In Dolton v. Merrill Lynch, Pierce, Fenner & Smith, Inc., No. 05-CV-1317, 2007 WL 2489701 (D.C. Cir. Sept. 6, 2007), the Doltons hired Merrill Lynch and two of its advisers, King and Fraley, to diversify their investment portfolio, which was heavily focused on the technology sector.

When a decline in the technology sector resulted in substantial losses, the Doltons filed an arbitration claim with the NASD, alleging that King and Fraley ignored their requests and that Merrill Lynch had failed to supervise them.

After hearing testimony from both parties, the arbitration panel found that the testimony was contradictory and could not be corroborated by a disinterested witness.
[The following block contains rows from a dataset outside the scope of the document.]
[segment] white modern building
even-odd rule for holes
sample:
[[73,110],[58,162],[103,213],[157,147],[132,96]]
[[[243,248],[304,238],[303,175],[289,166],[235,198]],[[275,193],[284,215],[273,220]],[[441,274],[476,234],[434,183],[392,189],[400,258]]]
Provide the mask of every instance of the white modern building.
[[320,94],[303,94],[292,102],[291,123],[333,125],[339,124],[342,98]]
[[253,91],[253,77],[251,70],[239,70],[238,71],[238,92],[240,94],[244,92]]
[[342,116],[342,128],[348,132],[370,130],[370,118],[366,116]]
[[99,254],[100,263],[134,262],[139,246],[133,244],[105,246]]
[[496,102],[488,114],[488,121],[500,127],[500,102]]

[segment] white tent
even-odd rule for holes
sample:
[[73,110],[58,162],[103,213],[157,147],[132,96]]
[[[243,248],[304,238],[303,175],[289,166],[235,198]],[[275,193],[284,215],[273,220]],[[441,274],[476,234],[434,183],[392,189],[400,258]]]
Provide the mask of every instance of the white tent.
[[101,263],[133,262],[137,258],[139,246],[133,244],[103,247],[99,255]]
The panel concluded that there was no evidence that the Doltons complained to Merrill Lynch managers and, accordingly, that the Doltons “ratified the actions” of King and Fraley. The panel thus issued an award in favor of Merrill Lynch.

The Dolton’s moved to vacate the award, arguing manifest disregard of the law and other theories. The trial court denied their motion.

On appeal, the Court held that the evidence submitted by the Doltons was not sufficient to prove manifest disregard. Specifically, the Doltons failed to meet their burden because they did not produce a transcript of the arbitration hearing, even though one could have been produced. Instead, they submitted only the award and an affidavit from Mrs. Dolton describing the evidence submitted by both parties.

In upholding the award, the Court explained that “[w]hile transcripts are not a necessity for every appeal from an award in an arbitration proceeding . . . where the [parties] are seeking relief based upon testimony that they assert came in during the course of the arbitration hearing, their failure to provide us with a transcript of the testimony is fatal to their appeal.”